C. – Le bénéficiaire de l’autorisation est également autorisé à déposer ou à comparaître comme témoin au cours de l’enquête ou devant les juridictions d’instruction ou de jugement et à se constituer partie civile en utilisant ces mêmes éléments d’identification, qui sont seuls mentionnés dans les procès‑verbaux, citations, convocations, ordonnances, jugements ou arrêts. Il ne peut être fait état de ses nom et prénom au cours des audiences publiques.

III. – Le I n’est pas applicable lorsque, en raison d’un acte commis dans l’exercice de ses fonctions, le bénéficiaire de l’autorisation est entendu en application des articles 61‑1 ou 62‑2 du code de procédure pénale ou qu’il fait l’objet de poursuites pénales.

Article 7

Au deuxième alinéa de l’article 433‑5 du code pénal, après le mot : « publique », sont insérés les mots : « ou membre des forces de secours ».

Article 8

Le premier alinéa de l’article 12 de la loi n° 96‑370 du 3 mai 1996 relative au développement du volontariat dans les corps de sapeurs‑pompiers est ainsi rédigé́ :

« Le sapeur‑pompier volontaire qui a effectué́ au moins quinze ans de service a droit à une allocation de vétérance et à une prestation de fidélisation et de reconnaissance. Toutefois, la durée de service est ramenée à dix ans pour le sapeur‑pompier volontaire dont l’incapacité́ opérationnelle est reconnue médicalement dans des conditions fixées par décret. »

Article 9

Après l’article 12 de la loi n° 96‑370 du 3 mai 1996 relative au développement du volontariat dans les corps de sapeurs‑pompiers, il est inséré un article 12 bis ainsi rédigé́ :

« Art. 12 bis. – Les sapeurs‑pompiers volontaires ayant effectué́ quinze ans de service se voient octroyer des bonifications de trimestres de retraites pour toute année supplémentaire ou pour toute période de réengagement de cinq années effectuées. »

Article 10

Le code des pensions militaires d’invalidité et des victimes de guerre est ainsi modifié :

1° L’article L. 241‑5 est complété par un 3° ainsi rédigé :

« 3° Aux sapeurs‑pompiers volontaires autres que ceux mentionnés à l’article L. 241‑2. » ;

2° À l’article L. 241‑6, après la seconde occurrence du mot : « militaires » sont insérés les mots : « , aux sapeurs‑pompiers volontaires ».

Article 11

I. – La perte de recettes et la charge pour les organismes de sécurité sociale sont compensées à due concurrence par la majoration des droits prévus aux articles 575 et 575 A du code général des impôts.

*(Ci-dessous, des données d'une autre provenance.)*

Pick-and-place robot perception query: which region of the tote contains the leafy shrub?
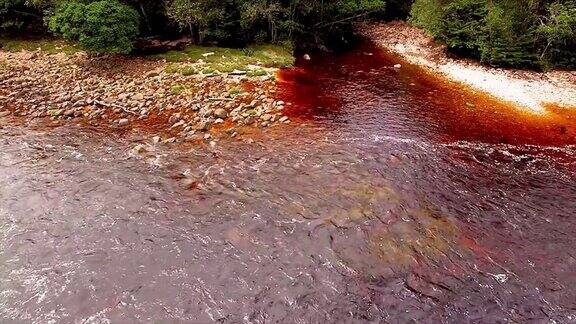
[410,0,576,68]
[537,2,576,68]
[438,0,487,56]
[48,0,139,54]
[0,0,50,32]
[480,0,538,67]
[408,0,444,36]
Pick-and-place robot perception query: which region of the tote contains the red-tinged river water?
[0,46,576,323]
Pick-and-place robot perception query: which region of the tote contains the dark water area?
[0,47,576,323]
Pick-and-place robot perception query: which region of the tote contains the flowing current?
[0,46,576,323]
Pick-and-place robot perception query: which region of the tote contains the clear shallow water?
[0,44,576,323]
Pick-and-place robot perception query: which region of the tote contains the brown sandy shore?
[357,22,576,112]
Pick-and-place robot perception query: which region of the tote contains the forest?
[0,0,576,69]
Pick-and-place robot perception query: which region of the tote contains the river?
[0,46,576,323]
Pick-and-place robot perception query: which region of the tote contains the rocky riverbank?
[357,22,576,112]
[0,51,290,142]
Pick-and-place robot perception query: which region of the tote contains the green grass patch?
[153,44,294,72]
[246,69,268,77]
[0,38,80,55]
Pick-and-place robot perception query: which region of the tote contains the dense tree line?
[0,0,576,68]
[0,0,385,53]
[411,0,576,68]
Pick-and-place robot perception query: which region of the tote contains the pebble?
[214,108,228,119]
[132,144,146,154]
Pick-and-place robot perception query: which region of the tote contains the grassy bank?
[0,38,294,76]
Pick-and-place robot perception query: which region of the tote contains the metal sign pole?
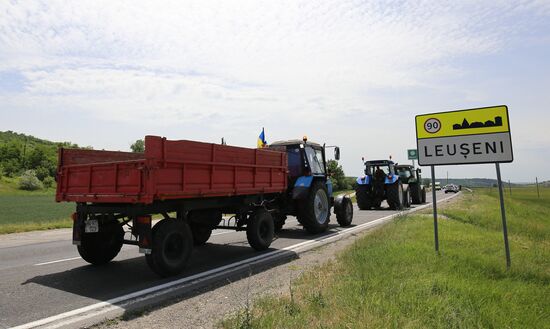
[495,162,512,269]
[431,166,439,253]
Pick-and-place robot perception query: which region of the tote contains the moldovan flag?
[258,128,267,148]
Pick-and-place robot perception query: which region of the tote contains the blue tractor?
[268,137,353,234]
[355,160,411,210]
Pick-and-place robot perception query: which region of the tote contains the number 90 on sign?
[424,118,441,134]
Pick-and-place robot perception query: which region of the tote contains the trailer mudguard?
[356,176,370,185]
[384,175,399,185]
[334,194,351,212]
[327,178,332,199]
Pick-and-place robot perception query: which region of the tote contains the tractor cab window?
[287,148,303,177]
[305,146,325,174]
[397,168,412,180]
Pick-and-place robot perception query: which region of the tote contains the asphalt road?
[0,192,458,328]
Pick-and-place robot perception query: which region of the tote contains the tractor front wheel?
[246,209,275,251]
[298,181,330,234]
[387,180,404,210]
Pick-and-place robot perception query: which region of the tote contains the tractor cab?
[355,160,410,210]
[395,164,422,184]
[268,138,340,186]
[365,160,397,185]
[267,137,353,233]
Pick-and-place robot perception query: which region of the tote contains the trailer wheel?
[145,218,193,277]
[334,198,353,227]
[77,221,124,265]
[273,214,286,233]
[409,183,422,204]
[298,181,330,234]
[189,223,212,246]
[387,180,404,210]
[246,209,275,251]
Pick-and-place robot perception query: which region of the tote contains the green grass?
[0,177,75,234]
[221,189,550,328]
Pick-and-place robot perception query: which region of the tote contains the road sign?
[415,105,514,268]
[416,105,514,166]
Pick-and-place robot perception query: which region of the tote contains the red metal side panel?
[145,136,287,199]
[56,149,152,202]
[56,136,288,203]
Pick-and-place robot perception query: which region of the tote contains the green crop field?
[0,177,75,234]
[221,188,550,328]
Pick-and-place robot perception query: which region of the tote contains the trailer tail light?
[137,216,151,225]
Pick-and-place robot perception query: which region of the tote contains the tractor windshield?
[287,147,304,177]
[397,168,412,181]
[306,146,325,175]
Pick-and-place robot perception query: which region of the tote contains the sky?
[0,0,550,182]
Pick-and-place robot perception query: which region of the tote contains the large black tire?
[246,209,275,251]
[273,214,286,233]
[387,180,404,210]
[409,183,422,204]
[355,185,373,210]
[189,223,212,246]
[77,221,124,265]
[298,181,330,234]
[403,189,412,208]
[145,218,193,277]
[334,198,353,227]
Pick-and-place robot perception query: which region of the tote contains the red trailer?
[56,136,352,276]
[56,136,287,204]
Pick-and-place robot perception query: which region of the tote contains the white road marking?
[12,193,460,329]
[34,256,82,266]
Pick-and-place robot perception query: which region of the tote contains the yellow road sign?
[415,105,514,166]
[416,105,510,139]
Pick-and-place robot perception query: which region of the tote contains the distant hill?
[0,131,85,180]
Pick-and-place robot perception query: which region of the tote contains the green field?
[0,177,75,234]
[221,188,550,328]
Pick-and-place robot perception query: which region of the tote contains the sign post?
[415,105,514,268]
[431,166,439,253]
[407,149,418,167]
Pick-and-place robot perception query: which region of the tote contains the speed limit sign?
[424,118,441,134]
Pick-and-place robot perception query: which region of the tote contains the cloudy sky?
[0,0,550,182]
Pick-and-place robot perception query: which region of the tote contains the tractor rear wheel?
[145,218,193,277]
[77,221,124,265]
[387,180,404,210]
[298,181,330,234]
[246,209,275,251]
[334,198,353,227]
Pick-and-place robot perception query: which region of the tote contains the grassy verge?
[221,189,550,328]
[0,195,75,234]
[0,177,75,234]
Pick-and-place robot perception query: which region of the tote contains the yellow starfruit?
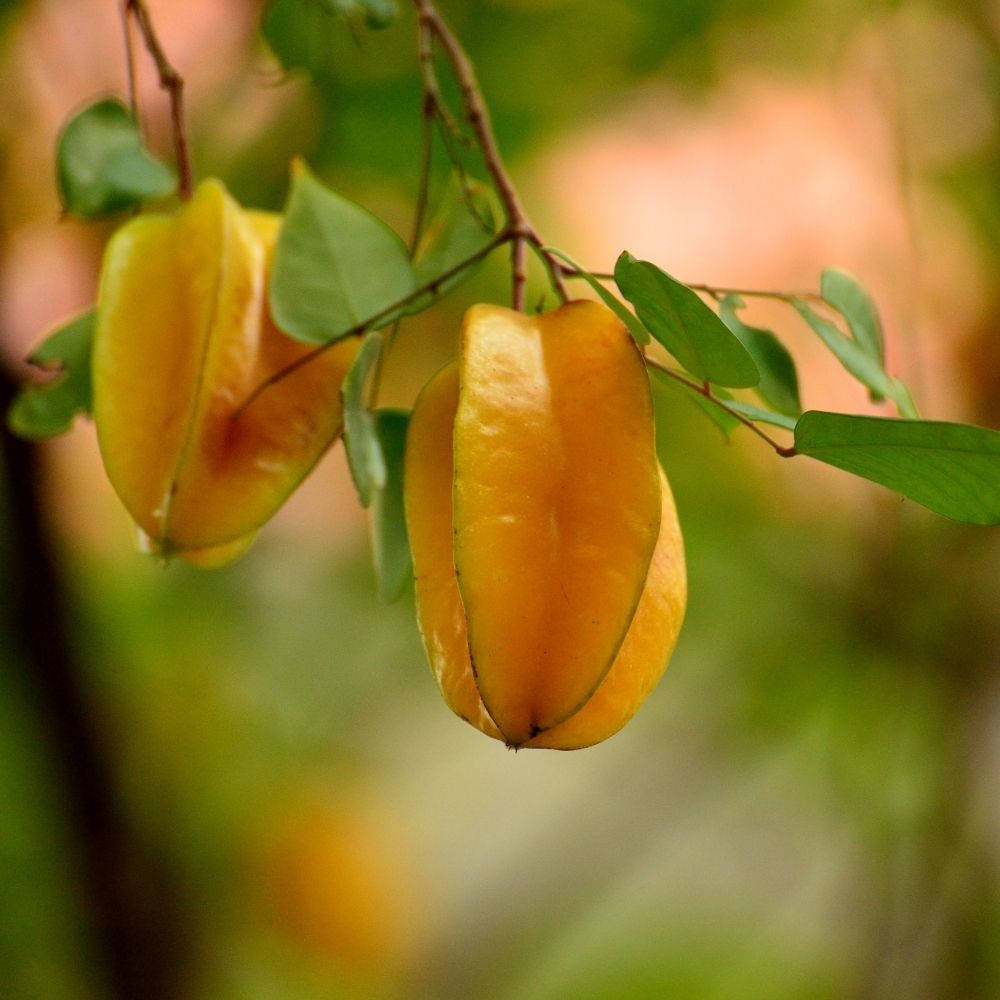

II. – La perte de recettes pour l’État est compensée à due concurrence par la création d’une taxe additionnelle aux droits prévus aux articles 575 et 575 A du code général des impôts.

III. – La charge pour les collectivités territoriales est compensée à due concurrence par l’augmentation de la dotation globale de fonctionnement et, corrélativement pour l’État, par la création d’une taxe additionnelle aux droits prévus aux articles 575 et 575 A du code général des impôts.